Штрекенхорн как глянул на солнечный оттиск, как увидел руническую молнию в виде родной буквы S, так и взял алебарду на караул.
Стукнули в дверь. Спальник высунул длинный нос.
— Государево слово и дело! – прошипел Смирной.
— Так спит же!
— Не бойся, сами разбудим.
Смирной и Филимонов вошли в спальню, приблизились. Грозный полулежал на подушках, не раздеваясь, и напоминал восточного царька, каковым собственно и являлся. И совсем он не спал. Глаза были открыты, губы шевелились, казалось, он рассказывает что-то спокойное близкому собеседнику. Но звука от шевеления губ не доносилось, и глаза царя ничего не выражали.
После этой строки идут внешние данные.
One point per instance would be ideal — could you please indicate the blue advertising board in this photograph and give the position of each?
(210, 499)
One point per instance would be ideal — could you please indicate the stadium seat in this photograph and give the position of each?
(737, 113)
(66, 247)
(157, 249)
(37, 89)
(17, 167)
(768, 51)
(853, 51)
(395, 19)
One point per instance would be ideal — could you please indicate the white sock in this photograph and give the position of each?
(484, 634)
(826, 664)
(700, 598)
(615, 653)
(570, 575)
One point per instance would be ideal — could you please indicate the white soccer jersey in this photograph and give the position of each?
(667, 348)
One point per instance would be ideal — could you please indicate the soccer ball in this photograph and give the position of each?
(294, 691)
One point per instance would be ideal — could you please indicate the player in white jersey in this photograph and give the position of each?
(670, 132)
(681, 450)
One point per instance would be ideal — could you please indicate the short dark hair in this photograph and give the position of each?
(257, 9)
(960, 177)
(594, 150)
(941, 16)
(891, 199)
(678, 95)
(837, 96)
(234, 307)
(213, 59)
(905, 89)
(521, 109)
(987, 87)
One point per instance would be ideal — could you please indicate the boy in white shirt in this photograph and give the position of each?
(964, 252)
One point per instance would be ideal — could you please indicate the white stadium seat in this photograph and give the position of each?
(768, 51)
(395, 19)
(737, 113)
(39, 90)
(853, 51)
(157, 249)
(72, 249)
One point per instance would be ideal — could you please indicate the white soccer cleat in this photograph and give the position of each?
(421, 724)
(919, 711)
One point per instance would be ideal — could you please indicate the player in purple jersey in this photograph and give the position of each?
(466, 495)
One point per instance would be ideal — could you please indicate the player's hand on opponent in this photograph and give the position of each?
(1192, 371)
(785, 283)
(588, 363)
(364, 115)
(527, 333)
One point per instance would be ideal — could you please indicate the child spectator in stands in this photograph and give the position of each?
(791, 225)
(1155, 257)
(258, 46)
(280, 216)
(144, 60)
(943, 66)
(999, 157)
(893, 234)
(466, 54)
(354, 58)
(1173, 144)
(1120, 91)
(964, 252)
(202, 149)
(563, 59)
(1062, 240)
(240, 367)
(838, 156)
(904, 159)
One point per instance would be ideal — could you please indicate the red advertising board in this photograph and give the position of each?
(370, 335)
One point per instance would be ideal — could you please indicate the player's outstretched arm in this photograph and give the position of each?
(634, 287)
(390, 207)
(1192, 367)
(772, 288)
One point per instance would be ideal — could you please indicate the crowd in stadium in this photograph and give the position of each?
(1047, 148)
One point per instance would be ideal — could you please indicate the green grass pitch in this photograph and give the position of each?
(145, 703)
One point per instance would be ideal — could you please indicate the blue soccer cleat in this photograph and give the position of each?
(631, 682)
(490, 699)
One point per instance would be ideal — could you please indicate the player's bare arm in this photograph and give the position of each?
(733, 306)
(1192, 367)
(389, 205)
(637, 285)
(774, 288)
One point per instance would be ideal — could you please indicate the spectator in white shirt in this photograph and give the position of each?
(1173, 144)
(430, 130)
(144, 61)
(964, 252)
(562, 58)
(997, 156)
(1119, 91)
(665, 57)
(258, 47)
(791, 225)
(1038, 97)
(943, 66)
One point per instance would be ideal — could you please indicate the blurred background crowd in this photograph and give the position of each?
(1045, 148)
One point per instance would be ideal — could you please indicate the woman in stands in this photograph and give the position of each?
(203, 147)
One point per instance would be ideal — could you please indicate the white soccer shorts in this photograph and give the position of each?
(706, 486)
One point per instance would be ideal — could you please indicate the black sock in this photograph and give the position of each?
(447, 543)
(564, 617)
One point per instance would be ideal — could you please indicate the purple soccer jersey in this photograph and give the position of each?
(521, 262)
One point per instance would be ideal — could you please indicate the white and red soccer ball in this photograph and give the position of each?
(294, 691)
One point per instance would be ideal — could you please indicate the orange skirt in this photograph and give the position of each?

Федя и Василий Ермилыч поклонились, – он не заметил.
Стали на колени, — без внимания.
Тогда Федька не пожалел лба и отчетливо стукнул в пол.
Царь очнулся, губы задрожали, зашевелились быстрее, прорезался голос, предлагавший всех повесить. Глаза Ивана еще несколько мгновений привыкали к свечному полумраку, будто до этого смотрели на что-то яркое, типа Великого Солнца. Наконец он обнаружил пришельцев. Спросил с интересом:
— Ну, что?
Филимонов ответил по старшинству. Слово «измена» придержал. Каждый звук проверял на позитивность:
— Исполнена твоя служба, государь!
— Какая?
— Твой враг пойман.
— Это Мишка Тучков, что ли?
Тут позитивные слова у Филимонова кончились.
— Нет, ведьма Магдалина созналась под пыткой. Она травила матушку Анастасию.
— Как?! Чем?! – Грозный забегал по спальне, — оказалось, что босиком.
— Коварным ядом, государь! Благое использовала во зло.
Грозный остановился под иконостасом, широко перекрестился, озираясь на докладчиков. Они уже стояли.
— В пресветлую лампаду царицы вливала наговоренное масло, настоянное на жабьей лапке...
— О-о-о!!! – взвыл Иван, сорвал из-под образа Спаса лампаду, вышвырнул в открытое окно.
— Пыта-ать!!!
— Пытана огнем и железом с детьми и при свидетелях. Покаялась и созналась.
— Казни-ить!!! С детьми казнить!!!
— Казнена Господом, государь! – звонко выкрикнул Федор. Все замерли.
— Каким Господом? – опешил Грозный.
— Дети ее, все пятеро, на глазах стражи, священнослужителя, дворцовой службы, и на наших глазах...
Грозный затрясся, перекрестился размашисто и стал пятиться. Небось подумал, что дети Магдалины превратились в белых журавлей.
— ... скончались в муках от материнского клятвопреступления. Сама колдунья тоже больна. Боимся, что «скорой чумкой». До казни посажена в яму – прочь из дворца.